Madiobi Diatta, la première épouse devenue reine
Née en 1976, à Essaout, Madiobi Diatta est la première femme à partager la vie de Silondébile Sambou, bien avant qu’il ne devienne roi. Quand ils se sont mariés, il n’était encore que « Justin Sambou », un homme du village, sans couronne, mais déjà respecté. Quinze années de vie commune s’écoulent avant que, le 4 avril 2014, son mari ne soit porté sur le trône d’Essaout. Ce jour-là, Madiobi ressent une étrange lourdeur physique, comme un signe prémonitoire.

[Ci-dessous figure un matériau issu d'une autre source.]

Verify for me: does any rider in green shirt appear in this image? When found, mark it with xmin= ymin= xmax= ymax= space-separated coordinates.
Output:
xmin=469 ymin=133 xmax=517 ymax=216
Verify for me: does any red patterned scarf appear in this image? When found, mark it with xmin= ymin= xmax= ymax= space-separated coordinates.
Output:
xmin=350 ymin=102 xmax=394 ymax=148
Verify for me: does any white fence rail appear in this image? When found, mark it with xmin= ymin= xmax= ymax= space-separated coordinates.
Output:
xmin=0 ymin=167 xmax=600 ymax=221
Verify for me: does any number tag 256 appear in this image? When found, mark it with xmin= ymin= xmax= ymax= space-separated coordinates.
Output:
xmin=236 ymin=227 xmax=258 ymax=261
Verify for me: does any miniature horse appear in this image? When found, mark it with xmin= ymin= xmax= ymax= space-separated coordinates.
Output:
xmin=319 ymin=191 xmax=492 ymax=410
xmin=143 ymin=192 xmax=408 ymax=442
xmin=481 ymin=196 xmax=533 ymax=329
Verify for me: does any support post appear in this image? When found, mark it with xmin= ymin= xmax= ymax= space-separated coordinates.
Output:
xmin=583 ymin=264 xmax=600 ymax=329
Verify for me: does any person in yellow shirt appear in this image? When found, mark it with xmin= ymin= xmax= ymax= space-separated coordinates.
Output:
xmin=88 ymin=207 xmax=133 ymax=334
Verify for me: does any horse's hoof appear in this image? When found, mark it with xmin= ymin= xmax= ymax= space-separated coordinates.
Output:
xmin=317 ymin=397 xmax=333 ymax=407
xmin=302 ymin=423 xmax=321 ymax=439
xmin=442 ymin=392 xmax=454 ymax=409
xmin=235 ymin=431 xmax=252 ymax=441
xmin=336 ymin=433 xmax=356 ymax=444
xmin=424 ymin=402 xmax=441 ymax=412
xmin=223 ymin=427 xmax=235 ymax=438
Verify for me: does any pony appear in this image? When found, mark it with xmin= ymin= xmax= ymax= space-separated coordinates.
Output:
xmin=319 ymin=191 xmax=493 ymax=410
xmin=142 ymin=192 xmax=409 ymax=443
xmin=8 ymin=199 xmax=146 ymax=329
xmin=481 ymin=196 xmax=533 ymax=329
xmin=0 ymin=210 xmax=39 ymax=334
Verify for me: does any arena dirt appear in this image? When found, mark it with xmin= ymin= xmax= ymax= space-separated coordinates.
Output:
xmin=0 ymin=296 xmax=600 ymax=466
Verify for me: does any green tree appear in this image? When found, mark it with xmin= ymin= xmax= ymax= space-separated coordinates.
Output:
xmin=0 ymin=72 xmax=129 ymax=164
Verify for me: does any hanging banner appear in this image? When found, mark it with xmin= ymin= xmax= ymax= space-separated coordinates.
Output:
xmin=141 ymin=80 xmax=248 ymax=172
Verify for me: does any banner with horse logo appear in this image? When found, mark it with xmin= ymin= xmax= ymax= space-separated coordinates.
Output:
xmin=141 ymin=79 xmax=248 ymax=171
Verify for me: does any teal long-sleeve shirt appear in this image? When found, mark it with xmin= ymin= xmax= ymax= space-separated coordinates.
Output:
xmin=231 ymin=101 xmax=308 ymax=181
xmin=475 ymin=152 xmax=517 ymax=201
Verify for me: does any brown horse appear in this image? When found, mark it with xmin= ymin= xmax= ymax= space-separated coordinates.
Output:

« Ce n’était pas facile, au début, de voir son homme s’éloigner du foyer familial et des enfants. Mais, on finit par s’habituer », confie-t-elle avec un sourire doux. Pour pénétrer dans le cercle restreint des reines du « Kassa », elle doit passer par un rituel initiatique organisé le 12 juin 2014. Ce passage lui ouvre les portes du palais royal et l’inscrit définitivement dans la lignée prestigieuse des reines d’Essaout.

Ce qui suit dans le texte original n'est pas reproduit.